Trained as an architect at Penn and the University of New Mexico, Whitaker has worked for more than 20 years documenting and interpreting the collections of the archives, most notably the work of Kahn and landscape architect Lawrence Halprin, and the partnership of Robert Venturi and Denise Scott Brown, according to his biography.
He has organized and co-curated more than 30 exhibits and co-authored “The Houses of Louis I. Kahn” (Yale University Press 2013), with George Marcus, the first comprehensive study of the architect’s house designs.

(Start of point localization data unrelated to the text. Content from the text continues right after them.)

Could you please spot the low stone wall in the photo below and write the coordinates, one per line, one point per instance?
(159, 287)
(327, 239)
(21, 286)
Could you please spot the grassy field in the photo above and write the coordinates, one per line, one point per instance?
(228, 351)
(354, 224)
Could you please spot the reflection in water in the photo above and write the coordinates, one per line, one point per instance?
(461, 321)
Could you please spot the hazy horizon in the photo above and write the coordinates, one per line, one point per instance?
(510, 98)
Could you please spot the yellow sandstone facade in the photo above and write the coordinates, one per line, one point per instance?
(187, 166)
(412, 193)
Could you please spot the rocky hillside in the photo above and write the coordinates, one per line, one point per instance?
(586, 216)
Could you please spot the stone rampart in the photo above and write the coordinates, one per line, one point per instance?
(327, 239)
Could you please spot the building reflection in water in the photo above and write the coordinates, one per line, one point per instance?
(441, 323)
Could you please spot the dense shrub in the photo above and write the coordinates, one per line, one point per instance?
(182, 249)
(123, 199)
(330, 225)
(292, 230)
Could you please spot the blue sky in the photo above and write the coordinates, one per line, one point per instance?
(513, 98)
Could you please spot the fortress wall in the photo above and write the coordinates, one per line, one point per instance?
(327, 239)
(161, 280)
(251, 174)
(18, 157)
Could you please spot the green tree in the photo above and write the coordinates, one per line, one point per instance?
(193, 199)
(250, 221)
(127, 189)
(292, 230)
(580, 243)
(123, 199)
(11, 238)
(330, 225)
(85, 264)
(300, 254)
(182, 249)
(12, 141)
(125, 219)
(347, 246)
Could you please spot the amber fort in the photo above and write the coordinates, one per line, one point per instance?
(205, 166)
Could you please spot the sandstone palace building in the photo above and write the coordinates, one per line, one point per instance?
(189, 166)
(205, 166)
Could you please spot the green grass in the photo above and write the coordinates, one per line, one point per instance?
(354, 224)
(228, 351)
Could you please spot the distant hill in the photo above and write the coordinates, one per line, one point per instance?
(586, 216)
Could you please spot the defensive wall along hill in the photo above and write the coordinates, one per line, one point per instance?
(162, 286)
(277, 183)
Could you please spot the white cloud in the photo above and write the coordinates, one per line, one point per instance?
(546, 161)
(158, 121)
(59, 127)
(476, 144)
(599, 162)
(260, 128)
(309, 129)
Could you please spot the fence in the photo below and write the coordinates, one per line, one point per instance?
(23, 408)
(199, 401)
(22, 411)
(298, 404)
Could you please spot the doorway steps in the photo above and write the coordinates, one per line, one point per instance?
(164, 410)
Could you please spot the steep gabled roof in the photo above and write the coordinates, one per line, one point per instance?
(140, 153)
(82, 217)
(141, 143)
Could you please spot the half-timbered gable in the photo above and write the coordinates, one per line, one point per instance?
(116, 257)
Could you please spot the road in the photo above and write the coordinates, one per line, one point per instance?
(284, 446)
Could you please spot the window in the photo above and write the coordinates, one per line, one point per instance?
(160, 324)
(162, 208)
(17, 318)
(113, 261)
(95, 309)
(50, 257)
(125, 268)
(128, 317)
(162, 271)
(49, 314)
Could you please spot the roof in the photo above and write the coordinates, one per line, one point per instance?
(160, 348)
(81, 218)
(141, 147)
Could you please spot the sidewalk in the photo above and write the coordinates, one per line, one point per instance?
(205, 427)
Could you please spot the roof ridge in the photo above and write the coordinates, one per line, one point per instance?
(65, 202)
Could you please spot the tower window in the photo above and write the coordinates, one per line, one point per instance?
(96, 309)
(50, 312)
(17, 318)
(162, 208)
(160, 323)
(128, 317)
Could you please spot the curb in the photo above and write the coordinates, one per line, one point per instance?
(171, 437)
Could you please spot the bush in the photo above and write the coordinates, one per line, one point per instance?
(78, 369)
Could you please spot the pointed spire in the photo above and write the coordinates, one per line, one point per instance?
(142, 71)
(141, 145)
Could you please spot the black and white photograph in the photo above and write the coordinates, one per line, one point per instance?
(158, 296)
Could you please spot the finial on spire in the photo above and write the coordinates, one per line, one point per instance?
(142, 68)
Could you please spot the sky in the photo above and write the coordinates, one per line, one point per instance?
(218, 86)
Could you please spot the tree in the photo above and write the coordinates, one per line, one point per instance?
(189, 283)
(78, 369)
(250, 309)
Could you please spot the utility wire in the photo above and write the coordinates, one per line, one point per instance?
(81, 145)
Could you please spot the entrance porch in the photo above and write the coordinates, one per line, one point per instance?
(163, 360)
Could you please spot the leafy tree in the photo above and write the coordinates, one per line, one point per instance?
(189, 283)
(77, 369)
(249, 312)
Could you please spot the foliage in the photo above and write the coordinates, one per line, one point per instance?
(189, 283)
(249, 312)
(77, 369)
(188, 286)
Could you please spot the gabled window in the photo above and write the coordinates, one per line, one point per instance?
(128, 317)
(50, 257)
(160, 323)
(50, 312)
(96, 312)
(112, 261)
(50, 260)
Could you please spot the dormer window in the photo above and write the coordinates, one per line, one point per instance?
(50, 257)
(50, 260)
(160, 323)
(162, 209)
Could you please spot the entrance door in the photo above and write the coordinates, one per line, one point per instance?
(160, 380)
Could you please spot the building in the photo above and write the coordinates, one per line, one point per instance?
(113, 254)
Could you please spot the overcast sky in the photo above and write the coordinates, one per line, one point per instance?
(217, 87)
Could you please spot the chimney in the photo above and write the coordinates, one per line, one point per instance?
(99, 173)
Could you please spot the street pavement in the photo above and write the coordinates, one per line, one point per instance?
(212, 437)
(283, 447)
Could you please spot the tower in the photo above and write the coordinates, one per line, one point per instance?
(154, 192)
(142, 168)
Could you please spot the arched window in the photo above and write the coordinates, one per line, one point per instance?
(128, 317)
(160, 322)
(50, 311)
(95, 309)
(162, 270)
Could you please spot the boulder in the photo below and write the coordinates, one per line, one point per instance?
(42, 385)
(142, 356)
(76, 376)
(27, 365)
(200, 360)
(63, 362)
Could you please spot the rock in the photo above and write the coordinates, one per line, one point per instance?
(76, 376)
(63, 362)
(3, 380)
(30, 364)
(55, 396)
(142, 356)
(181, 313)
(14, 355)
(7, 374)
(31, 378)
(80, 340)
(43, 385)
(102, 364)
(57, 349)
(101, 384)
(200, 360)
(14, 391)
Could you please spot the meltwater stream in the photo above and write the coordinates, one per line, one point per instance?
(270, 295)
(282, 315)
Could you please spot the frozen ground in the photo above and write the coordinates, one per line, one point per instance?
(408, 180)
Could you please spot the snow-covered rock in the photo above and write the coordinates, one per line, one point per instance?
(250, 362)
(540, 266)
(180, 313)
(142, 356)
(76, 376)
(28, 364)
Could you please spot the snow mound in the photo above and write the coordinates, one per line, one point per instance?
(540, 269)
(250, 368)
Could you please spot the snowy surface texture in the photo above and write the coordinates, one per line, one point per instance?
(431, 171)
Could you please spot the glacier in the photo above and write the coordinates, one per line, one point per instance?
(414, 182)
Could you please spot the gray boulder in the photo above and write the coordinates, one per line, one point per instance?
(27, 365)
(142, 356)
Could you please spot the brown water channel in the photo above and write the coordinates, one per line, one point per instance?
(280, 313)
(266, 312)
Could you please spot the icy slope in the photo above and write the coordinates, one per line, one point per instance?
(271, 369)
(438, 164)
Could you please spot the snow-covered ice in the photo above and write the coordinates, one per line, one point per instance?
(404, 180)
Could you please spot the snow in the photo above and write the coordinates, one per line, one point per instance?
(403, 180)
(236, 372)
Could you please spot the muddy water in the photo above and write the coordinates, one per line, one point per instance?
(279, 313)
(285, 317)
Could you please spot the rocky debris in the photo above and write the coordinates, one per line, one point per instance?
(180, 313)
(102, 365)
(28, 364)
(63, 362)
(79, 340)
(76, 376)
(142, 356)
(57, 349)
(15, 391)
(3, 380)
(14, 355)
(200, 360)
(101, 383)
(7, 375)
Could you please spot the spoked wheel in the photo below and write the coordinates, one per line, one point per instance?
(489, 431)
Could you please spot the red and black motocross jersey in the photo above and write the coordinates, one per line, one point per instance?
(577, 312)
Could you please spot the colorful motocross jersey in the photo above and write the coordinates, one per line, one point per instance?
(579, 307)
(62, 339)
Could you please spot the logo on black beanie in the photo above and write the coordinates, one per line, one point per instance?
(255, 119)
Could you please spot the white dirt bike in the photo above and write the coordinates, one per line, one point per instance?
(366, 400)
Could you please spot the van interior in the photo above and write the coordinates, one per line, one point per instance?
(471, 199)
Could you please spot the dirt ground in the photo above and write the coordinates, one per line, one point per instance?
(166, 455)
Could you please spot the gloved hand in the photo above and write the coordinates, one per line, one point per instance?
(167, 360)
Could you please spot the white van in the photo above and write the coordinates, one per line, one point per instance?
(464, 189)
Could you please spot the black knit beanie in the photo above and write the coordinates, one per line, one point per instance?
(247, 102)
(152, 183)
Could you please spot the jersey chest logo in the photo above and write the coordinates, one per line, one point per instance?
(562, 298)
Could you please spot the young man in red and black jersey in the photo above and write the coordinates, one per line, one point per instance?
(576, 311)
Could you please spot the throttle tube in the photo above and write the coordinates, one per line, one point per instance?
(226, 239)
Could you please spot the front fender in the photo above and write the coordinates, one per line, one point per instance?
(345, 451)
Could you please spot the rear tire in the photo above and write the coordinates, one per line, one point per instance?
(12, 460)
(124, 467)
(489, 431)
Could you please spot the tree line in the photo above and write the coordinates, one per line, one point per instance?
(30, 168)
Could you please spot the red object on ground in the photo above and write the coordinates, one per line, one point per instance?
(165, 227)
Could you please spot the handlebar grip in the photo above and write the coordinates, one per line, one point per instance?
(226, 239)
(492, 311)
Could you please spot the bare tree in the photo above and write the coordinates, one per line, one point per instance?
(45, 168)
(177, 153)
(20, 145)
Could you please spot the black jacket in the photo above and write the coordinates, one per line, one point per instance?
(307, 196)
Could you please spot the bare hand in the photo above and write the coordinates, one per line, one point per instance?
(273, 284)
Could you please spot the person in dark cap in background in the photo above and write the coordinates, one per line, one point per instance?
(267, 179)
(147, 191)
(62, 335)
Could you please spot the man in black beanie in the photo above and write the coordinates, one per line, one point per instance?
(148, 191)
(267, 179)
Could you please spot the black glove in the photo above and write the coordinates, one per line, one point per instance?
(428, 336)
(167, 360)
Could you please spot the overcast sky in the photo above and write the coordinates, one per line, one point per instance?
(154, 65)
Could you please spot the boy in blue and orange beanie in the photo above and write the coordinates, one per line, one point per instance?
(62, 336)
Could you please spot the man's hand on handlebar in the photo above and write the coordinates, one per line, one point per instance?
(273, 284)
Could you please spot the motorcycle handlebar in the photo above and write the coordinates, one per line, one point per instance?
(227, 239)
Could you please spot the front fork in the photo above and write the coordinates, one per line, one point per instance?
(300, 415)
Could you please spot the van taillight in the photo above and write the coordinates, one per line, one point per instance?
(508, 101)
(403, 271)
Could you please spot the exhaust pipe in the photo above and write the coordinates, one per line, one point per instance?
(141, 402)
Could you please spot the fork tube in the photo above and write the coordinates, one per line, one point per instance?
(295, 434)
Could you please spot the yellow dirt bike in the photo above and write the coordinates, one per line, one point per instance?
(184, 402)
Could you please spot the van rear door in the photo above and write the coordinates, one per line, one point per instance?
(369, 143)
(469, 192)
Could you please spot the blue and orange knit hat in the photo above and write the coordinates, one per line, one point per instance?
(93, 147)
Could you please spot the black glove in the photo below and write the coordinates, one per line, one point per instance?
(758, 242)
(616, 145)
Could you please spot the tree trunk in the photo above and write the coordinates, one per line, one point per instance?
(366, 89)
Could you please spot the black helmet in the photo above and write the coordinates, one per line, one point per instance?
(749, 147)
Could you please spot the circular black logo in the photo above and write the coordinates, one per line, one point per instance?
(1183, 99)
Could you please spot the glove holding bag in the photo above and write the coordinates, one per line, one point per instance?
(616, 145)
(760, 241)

Whitaker is also a co-editor of “Crafting a Modern World: The Architecture and Design of Antonin and Noemi Raymond” (Princeton Architectural Press, 2006), with Kurt Helfrich.
“The work that architects and landscape architects do generally happens in a studio with walls around you, but they’re building something out in the world …,” Whitaker explained. ” … I want I want to explain this idea of architectural change, particularly between 1945 and about 1980, in a period which Malcolm Wells was doing work in the region, and I will talk about the community along an area that I know (as) City Avenue in Philadelphia, City Line Avenue.
“But I will also take us to this side of the river and explore that area, Cherry Hill,” he added. There’s a lot in common between those two communities, and this is really a way of understanding forces that were changing architecture and reshaping the environment around us.”
The Architectural Archives of the University of Pennsylvania preserves the works of more than 400 designers from the 17th century to the present. Established in the fall of 1978, the archives gained an international reputation initially through the Louis I. Kahn Collection, whose resources include all drawings, models, photographs, correspondence, and project files from Kahn’s office, according to the university’s website.
The research collections in the archives are available to faculty, students, and scholars for independent study as well as to support teaching at the university.
“We have lots of ideas that are explored and then put aside and maybe not returned to,” Whitaker noted. “We can call those dead ends, accidents, rejected ideas … For us, it’s more than just documenting the built environment out of particular reason. It’s more expansive, it’s kind of what goes on in the head of an individual, and then in the collaboration, people (are) working together.
“It’s never just one individual doing architecture or landscape architecture,” he added, “there’s a lot of people involved, so it’s embracing that larger context.”